On June 7, 1911, seven ministers and sixteen congregations organized to form the Eureka Classis. The name of the Classis came from the Greek word ‘eureka’ which means ‘I found it’ and not on the town Eureka, South Dakota, where the second meeting of the Classis would be held. The name was designed to mean that they had found a solution to their doctrinal problems with the rest of the denomination.

As the RCUS had talks with the Evangelical Synod of North America, the Eureka Classis protested. It opposed the union of the two churches officially in 1932. The Eureka Classis voted against the proposed constitution of the new church in 1936. In 1940 when the merger became official and the Evangelical and Reformed Church was formed (E&R), the Eureka Classis resolved to be the continuing RCUS. The Eureka Classis incorporated as the continuing Reformed Church in the United States in 1945 in the state of North Dakota. The Classis at that time consisted of ten pastors and twenty-eight churches.

Westminster Period 1953 to 1970

The Eureka Classis had always been short on ministers. The problem had gotten worse after the split with the E&R as now there was not a seminary that could be trusted to send young men to be trained for the ministry. Two of the leading ministers in the Eureka Classis, Rev. Walter Grossmann and Rev. William Korn, began encouraging people to attend Westminster Theological Seminary in Philadelphia. In 1953, Lloyd Gross enrolled at Westminster and the Eureka Classis began a fruitful relationship with the seminary. Westminster not only trained young men from the RCUS, but sent other graduating students into the Eureka Classis to fill pulpits. Rev. Norman Hoeflinger was one such man and he became the first graduate of Westminster to serve in the Eureka Classis. This relationship with Westminster brought about a relationship with the Orthodox Presbyterian Church (OPC). Contact with non-German Reformed Churches helped open the mindset of the Eureka Classis to the outside world and the possibility of growth. In 1960, the Eureka Classis helped fund Harvey Conn of the OPC as a missionary. Also that year the church saw statistics of fourteen pastors and twenty congregations. Of that number at least five were Westminster graduates, and one was a transfer from the Orthodox Presbyterian Church. The relationship with Westminster ended in the early 70’s as the controversy around Rev. Norman Shepherd, professor at Westminster, caused the RCUS pull away from Westminster Seminary. The Eureka Classis would consider many alternatives to Westminster such as Mid-America Reformed Seminary as well as considering starting their own seminary.

Final Years 1970-1985

The Eureka Classis started to not only fund foreign missions, but began to get serious about home missions, as well. The Eureka Classis began outreach to churches and groups that were not from the German Reformed heritage. The Eureka Classis in 1970 had 22 ministers and 23 congregations. By 1985 the Classis had grown to 32 congregations and 30 ministers.
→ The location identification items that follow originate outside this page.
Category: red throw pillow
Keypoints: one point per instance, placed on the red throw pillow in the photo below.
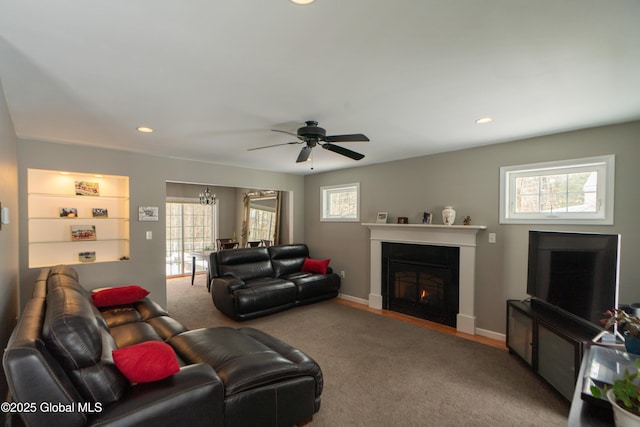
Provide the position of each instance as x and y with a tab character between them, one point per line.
118	296
315	265
146	362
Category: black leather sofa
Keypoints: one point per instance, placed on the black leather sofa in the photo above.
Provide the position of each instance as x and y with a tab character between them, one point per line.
253	282
60	369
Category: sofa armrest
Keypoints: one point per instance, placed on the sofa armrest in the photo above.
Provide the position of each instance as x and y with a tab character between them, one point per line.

In 1985 the Classis voted to dissolve at their next meeting into four classes and form a Synod of the Reformed Church in the United States. The number of churches and the fact that the RCUS now reached from California to Florida aided that decision. A new constitution was approved, and in 1986 the Eureka Classis convened and dissolved into the Synod of the Reformed Church in the United States.